Los correos iban y venían entre las termas de Cauquenes y Santiago. Portando las novedades del caso. Por ejemplo, nos enteramos por el último correo que Blanco Encalada estaba finalizando el alistamiento de una armada para poner fin al sitio interminable de Talcahuano. También, por ese lado se lo notificó al general, que el Comodoro William Bowles al servicio de su Majestad Británica en esta parte del mundo, pasaría por el puerto de Valparaíso para entrevistarse con él. Parecía ser que las noticias y la acción vendrían, ahora, desde el mar. Otra evidencia de ello, era que las cartas náuticas habían reemplazado a las terrestres en la sala de mapas del estado mayor que funcionaba en Cauquenes. Ya no se hablaba de mulas, ni de pasos cordilleranos, ni de cañones de montaña. Ahora, la fraseología incluía palabras como desembarco, fragata, corsario.

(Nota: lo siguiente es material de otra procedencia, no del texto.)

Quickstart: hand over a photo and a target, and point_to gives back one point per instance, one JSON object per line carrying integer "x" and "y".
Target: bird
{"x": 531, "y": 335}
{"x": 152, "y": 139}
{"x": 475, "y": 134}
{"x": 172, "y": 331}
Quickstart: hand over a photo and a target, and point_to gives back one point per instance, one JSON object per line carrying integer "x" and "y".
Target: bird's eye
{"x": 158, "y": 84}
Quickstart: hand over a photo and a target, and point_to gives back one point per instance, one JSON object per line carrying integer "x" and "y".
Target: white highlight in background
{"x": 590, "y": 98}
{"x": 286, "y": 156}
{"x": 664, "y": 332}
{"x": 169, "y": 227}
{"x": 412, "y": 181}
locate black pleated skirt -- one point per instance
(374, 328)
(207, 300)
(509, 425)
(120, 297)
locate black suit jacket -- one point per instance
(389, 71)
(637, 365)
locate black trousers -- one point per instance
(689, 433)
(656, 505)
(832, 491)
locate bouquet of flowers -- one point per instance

Y otras más que había tenido la suerte de aprender en mi viaje ida y vuelta a Londres. La prueba evidente de que la mente de nuestro comandante general había saltado de los montes hacia los mares la tuvimos aquella noche. En la que él mismo nos refirió a todos, a modo de enseñanza, y de anécdota guerrera, su primera experiencia naval. Con todos nosotros, escuchando atentamente relato:
“Cuando era segundo teniente en el Regimiento de Infantería Murcia tuve que embarcarme en la fragata “Santa Dorotea”. Aunque sus tripulantes no tuviéramos nada de santos. Yo estaba a cargo de unos 100 infantes como fuerza de desembarco. En esos días estábamos en guerra con los ingleses. Me acuerdo cuando en una de nuestras campañas, mientras estábamos fondeados en Tolón, tuvimos oportunidad de ver los preparativos de más de 40 navíos, que el gran Napoleón alistaba para luchar contra Nelson. En lo que después se llamaría la batalla de Abukir. Algo realmente impresionante. A nosotros, como de costumbre, nos tocó bailar con la más fea. Cuando salimos a mar abierto, después de que una tormenta nos dejara maltrechos, nos topamos con la fragata inglesa “Lion”. De nada valieron las maniobras de nuestro capitán Manuel Guerrero y Zerón. Los ingleses nos dieron duro, pero, también les digo, que se cobraron lo suyo. Pero de resueltas, fue que terminamos medio hundidos, rendidos y capturados. Nos llevaron primero a Nápoles, y de allí a Barcelona. Por esto y por otras cosas que me tocó ver le digo que respeto a los ingleses; pero especialmente a su flota. Que con habilidad siempre está donde debe estar.”